Kedua penguntit tak mendengar suara hati Ragil yang tertawa, menertawakan wanita itu juga menertawakan jarak yang dibuat wanita dan pria tua itu darinya. Jarak yang seolah menegaskan bahwa mereka berdua itu polisi dan dirinya penjahat yang terkepung di atas loteng. 

“Aku Haloha dan yang bersamaku sekarang adalah Kapolres Imam Budialim.”

“Di mana kita pernah bertemu, Haloha?” Ragil mencoba mengingat. 

“Di pemakaman Sugik.”

“Ah, iya.

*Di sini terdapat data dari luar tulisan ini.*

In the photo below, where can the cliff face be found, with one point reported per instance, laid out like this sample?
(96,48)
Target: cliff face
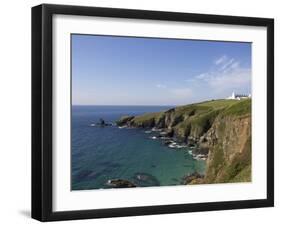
(221,129)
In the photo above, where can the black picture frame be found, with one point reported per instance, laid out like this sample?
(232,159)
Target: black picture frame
(42,111)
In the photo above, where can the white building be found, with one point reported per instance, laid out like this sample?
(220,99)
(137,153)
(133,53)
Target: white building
(235,96)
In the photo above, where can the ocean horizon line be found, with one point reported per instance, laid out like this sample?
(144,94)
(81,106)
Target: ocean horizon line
(123,105)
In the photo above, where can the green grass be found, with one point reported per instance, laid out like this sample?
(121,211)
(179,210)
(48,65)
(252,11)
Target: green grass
(240,108)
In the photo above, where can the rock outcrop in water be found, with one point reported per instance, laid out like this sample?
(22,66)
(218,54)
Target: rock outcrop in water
(120,183)
(221,129)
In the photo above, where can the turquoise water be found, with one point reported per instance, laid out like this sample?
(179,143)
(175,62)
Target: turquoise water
(103,153)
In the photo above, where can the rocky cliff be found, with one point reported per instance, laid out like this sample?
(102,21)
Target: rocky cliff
(220,128)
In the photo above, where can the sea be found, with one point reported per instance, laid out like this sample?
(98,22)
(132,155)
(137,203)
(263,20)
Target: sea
(100,154)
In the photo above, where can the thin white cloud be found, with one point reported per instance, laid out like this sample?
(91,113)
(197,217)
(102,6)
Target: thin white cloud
(182,92)
(226,75)
(161,86)
(220,60)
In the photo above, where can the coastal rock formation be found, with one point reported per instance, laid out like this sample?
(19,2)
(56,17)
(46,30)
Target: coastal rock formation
(120,183)
(219,129)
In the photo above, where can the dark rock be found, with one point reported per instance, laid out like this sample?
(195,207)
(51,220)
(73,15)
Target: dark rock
(189,178)
(120,183)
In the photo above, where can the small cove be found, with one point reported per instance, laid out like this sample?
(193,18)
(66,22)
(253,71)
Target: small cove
(100,154)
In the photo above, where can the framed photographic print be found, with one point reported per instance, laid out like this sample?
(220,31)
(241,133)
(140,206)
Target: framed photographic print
(145,112)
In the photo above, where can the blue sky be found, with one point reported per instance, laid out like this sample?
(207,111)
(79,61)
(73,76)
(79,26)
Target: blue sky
(109,70)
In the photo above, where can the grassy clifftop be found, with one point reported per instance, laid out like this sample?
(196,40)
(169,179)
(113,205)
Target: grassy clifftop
(222,128)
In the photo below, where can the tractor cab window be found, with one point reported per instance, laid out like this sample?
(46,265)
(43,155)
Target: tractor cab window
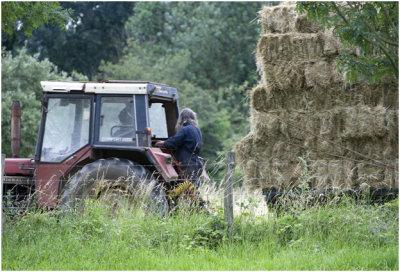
(117,120)
(66,129)
(158,121)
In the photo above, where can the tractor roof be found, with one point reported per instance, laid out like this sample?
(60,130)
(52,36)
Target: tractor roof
(110,87)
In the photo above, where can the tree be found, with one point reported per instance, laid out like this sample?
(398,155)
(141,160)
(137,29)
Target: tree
(372,27)
(220,38)
(28,16)
(21,76)
(205,50)
(94,33)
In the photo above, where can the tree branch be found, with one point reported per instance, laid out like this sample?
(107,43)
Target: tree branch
(385,11)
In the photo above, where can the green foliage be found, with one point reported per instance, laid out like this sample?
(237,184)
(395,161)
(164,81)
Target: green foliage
(333,237)
(205,50)
(21,76)
(372,27)
(94,33)
(219,37)
(28,16)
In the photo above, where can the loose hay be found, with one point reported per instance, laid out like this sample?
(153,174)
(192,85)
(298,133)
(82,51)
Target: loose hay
(305,108)
(284,19)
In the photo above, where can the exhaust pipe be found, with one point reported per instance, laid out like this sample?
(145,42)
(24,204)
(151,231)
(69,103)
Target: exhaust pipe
(15,129)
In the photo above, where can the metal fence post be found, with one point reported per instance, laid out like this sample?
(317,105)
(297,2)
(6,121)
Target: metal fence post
(3,158)
(228,188)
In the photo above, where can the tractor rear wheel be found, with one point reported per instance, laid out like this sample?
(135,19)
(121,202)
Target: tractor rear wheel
(117,182)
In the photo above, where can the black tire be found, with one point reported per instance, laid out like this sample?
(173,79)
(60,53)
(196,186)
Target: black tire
(108,176)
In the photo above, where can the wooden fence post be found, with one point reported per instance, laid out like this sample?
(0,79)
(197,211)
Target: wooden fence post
(228,188)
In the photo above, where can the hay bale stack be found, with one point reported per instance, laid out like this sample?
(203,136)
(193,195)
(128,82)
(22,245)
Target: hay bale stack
(304,108)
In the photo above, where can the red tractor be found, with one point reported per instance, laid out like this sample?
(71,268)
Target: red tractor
(96,139)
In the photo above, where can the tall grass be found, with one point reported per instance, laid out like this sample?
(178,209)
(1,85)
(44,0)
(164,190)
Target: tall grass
(342,236)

Kau yang terus menatapku waktu itu.” Ragil juga melihat ke arah Kapolres Imam Budialim.

“Biasanya pembunuh datang ke pemakaman korbannya untuk mengelabui polisi. Bagaimana denganmu, Ragil?” Kapolres Imam Budialim bicara dengan nada menyelidik. “Kau datang waktu itu ke pemakaman Sugik.”

“Lek Gik adalah adik dari ayahku. Kalian pasti baru mengetahuinya, kan? Ibuku mengajakku datang ketika mendengar kabar kematiannya. Tapi, aku akan tetap menjawab pertanyaanmu, Pak Polisi. Jika aku adalah pembunuh pamanku, maka aku tidak akan menyia-nyiakan waktuku demi mengelabui polisi dengan trik klasik seperti yang kau katakan. Setelah membunuhnya aku akan pergi dan bersembunyi ke tempat yang tidak pernah ada di pikiranku sehingga kalian tak mungkin dapat menerka-nerka melalui orang-orang yang mengenalku. Satu-satunya orang yang kubawa bersama hanyalah ibuku. Menurut kalian apa sekarang aku tampak bersembunyi?”

Tiga orang yang dipanggil Kapolres Imam Budialim muncul dari pintu rooftop dan langsung memasang sikap siap menyergap. Para polisi itu sekarang berlima dengan seorang pemuda berekspresi dingin di atap gedung.